4.4. Dust-obscured galaxies
A considerable portion of Spitzer observations and follow up has been devoted to a population of z ~ 2 dust-obscured galaxies (DOGs), defined by a high ratio of mid-infrared to rest UV (observed R band) flux density S24 μm / SR ≳ 1000 (e.g. Dey et al. 2008). At the S24 μm ≳ 1 mJy bright end, these samples include a large fraction of obscured AGN, while at fainter levels often obscured star formation is suggested, from the presence of a rest near-IR stellar bump rather than an AGN power law continuum.
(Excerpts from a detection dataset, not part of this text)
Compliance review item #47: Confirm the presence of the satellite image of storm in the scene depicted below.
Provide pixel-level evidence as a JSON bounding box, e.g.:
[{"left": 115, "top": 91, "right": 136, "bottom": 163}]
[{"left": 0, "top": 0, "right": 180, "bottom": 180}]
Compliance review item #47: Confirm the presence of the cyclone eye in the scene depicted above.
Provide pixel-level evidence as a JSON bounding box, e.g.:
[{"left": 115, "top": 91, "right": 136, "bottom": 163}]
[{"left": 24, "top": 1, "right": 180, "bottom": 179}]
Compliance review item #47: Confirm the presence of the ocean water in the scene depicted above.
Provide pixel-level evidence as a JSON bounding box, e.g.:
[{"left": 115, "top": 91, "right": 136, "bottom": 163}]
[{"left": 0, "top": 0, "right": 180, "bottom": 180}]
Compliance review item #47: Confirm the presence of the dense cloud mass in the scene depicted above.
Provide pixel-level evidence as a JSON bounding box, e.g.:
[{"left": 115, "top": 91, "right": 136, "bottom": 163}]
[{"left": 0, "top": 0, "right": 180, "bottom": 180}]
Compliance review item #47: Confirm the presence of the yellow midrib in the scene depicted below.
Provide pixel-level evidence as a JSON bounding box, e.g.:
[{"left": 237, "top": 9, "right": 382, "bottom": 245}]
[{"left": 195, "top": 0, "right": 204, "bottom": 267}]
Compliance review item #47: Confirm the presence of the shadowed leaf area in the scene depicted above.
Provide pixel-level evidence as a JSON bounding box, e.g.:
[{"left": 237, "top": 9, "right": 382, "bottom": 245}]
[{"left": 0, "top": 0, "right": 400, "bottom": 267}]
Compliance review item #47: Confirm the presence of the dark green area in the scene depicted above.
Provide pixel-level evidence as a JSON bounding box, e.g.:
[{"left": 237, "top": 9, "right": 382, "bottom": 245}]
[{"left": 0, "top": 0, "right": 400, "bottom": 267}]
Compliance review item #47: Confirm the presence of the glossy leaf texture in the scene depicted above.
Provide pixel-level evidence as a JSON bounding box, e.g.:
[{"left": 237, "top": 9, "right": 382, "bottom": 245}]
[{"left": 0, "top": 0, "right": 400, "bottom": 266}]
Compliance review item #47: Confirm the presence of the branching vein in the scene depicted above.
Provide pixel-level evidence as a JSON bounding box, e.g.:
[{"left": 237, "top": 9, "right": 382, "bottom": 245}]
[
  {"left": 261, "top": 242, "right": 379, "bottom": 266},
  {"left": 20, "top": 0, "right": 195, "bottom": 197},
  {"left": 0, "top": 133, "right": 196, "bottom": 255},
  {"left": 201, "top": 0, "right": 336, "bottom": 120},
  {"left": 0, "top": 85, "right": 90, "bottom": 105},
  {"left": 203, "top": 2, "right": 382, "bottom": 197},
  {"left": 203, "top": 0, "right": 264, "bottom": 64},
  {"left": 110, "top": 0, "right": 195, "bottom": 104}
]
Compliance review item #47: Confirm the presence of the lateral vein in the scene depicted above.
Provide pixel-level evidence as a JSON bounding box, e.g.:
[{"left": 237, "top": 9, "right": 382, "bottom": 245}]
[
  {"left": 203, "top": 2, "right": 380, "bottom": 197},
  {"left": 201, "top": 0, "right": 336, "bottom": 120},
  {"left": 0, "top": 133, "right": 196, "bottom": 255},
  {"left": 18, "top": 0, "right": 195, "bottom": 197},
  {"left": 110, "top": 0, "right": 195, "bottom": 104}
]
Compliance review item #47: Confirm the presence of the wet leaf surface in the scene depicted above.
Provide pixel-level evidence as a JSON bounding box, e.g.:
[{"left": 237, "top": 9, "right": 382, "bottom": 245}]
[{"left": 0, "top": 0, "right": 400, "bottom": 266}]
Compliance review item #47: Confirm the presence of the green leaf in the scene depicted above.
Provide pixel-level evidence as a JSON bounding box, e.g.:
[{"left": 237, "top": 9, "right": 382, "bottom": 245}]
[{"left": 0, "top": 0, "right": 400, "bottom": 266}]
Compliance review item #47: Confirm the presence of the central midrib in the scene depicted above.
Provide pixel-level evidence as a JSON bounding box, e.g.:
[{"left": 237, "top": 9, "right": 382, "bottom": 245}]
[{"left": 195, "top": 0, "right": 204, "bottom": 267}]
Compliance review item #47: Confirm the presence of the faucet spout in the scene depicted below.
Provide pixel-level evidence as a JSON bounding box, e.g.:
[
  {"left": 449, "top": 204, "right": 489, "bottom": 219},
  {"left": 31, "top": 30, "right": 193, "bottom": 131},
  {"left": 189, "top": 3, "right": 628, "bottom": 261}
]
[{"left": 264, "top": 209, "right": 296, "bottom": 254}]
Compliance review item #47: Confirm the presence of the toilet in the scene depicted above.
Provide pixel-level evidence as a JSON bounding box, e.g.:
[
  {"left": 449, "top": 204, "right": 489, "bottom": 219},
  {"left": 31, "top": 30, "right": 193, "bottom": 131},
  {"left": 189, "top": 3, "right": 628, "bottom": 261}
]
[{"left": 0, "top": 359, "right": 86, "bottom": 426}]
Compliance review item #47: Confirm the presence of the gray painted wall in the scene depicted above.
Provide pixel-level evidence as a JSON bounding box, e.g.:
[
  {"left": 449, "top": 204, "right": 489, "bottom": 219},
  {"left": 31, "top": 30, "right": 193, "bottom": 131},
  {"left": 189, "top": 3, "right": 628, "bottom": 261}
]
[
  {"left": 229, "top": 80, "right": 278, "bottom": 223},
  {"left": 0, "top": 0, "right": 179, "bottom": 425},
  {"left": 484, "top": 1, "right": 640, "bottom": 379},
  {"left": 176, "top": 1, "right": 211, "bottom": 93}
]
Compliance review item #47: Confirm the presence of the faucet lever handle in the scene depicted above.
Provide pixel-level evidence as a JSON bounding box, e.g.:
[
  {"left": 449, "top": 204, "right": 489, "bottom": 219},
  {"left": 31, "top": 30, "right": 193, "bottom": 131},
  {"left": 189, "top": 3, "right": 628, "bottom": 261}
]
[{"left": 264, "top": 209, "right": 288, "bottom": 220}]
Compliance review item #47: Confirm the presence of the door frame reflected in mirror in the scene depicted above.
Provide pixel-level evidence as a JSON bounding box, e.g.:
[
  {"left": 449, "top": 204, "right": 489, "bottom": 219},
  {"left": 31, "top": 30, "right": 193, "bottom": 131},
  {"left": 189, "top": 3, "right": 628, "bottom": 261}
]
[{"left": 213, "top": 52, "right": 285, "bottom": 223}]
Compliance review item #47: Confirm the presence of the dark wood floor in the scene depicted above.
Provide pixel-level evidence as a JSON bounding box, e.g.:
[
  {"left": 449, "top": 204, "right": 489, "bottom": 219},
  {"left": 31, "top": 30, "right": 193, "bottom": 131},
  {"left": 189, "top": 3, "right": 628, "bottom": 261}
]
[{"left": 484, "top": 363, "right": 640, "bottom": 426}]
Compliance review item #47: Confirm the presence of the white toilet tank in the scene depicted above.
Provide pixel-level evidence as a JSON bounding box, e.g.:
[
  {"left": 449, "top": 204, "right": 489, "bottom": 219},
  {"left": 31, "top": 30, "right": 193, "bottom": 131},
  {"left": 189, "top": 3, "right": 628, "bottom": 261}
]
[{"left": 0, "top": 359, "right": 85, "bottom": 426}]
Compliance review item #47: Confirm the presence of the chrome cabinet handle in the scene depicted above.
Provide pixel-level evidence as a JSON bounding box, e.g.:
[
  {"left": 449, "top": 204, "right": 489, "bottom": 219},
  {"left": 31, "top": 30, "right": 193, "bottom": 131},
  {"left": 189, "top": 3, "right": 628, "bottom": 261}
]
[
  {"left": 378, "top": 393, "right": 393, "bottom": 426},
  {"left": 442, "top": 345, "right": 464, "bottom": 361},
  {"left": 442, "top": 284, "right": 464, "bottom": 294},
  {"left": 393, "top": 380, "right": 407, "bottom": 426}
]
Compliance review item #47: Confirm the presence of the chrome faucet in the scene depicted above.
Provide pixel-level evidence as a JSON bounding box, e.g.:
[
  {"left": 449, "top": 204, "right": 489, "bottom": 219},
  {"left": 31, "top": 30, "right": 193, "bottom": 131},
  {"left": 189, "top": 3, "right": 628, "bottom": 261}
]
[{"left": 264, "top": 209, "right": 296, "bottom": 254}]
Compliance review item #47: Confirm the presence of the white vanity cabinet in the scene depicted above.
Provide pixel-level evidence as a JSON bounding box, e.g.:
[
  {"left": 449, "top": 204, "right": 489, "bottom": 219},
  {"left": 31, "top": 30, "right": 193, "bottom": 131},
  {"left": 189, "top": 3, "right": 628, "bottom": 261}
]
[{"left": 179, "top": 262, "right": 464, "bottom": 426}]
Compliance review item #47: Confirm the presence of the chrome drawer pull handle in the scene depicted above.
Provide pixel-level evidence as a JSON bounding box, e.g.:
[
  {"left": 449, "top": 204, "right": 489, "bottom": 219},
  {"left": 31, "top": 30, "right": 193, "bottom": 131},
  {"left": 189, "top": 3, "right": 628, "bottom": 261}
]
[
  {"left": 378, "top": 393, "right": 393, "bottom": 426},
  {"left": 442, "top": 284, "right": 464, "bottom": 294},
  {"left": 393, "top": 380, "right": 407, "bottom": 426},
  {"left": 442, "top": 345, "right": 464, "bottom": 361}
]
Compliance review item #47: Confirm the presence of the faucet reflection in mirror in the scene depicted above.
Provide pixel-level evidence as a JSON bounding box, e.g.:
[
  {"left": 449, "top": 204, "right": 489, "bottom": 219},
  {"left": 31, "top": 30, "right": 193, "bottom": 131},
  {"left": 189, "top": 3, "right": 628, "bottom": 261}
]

Several studies address the far-infrared properties of this population and are in broad agreement with this general picture (see also the related discussion of a bright 24 μm selected sample by Sajina et al. 2012). Herschel detects half of the S24 μm > 100 μJy z ~ 2 dust obscured galaxies, at average infrared luminosity 2.8 × 1012 L⊙ (Calanog et al. 2013). Sources with bump rest frame near-IR SED require a star formation dominated overall SED, while sources with power-law near-IR SEDs are better fit with SEDs such as that of Mrk 231, including a strong AGN component (Melbourne et al. 2012). For a sample of dust obscured galaxies that emphasises the faint mostly star forming end of the population (median S24μm = 161 μJy), Penner et al. (2012) analyse the far-infrared to mid-infrared flux ratio. This ratio is found to be similar as in other dusty star forming galaxies at these redshifts, suggesting that the large mid-IR to rest UV ratio is not due to an extra mid-infrared component but due to atypically large obscuration of the star forming regions in the rest frame UV.
The WISE color-selected population with strong Lyα emission studied by Bridge et al. (2013) appears to form a yet more extreme end of the dust obscured population, with extreme LIR > 1013 - 1014 L⊙ luminosities and warm dust temperatures, and likely a dominant AGN.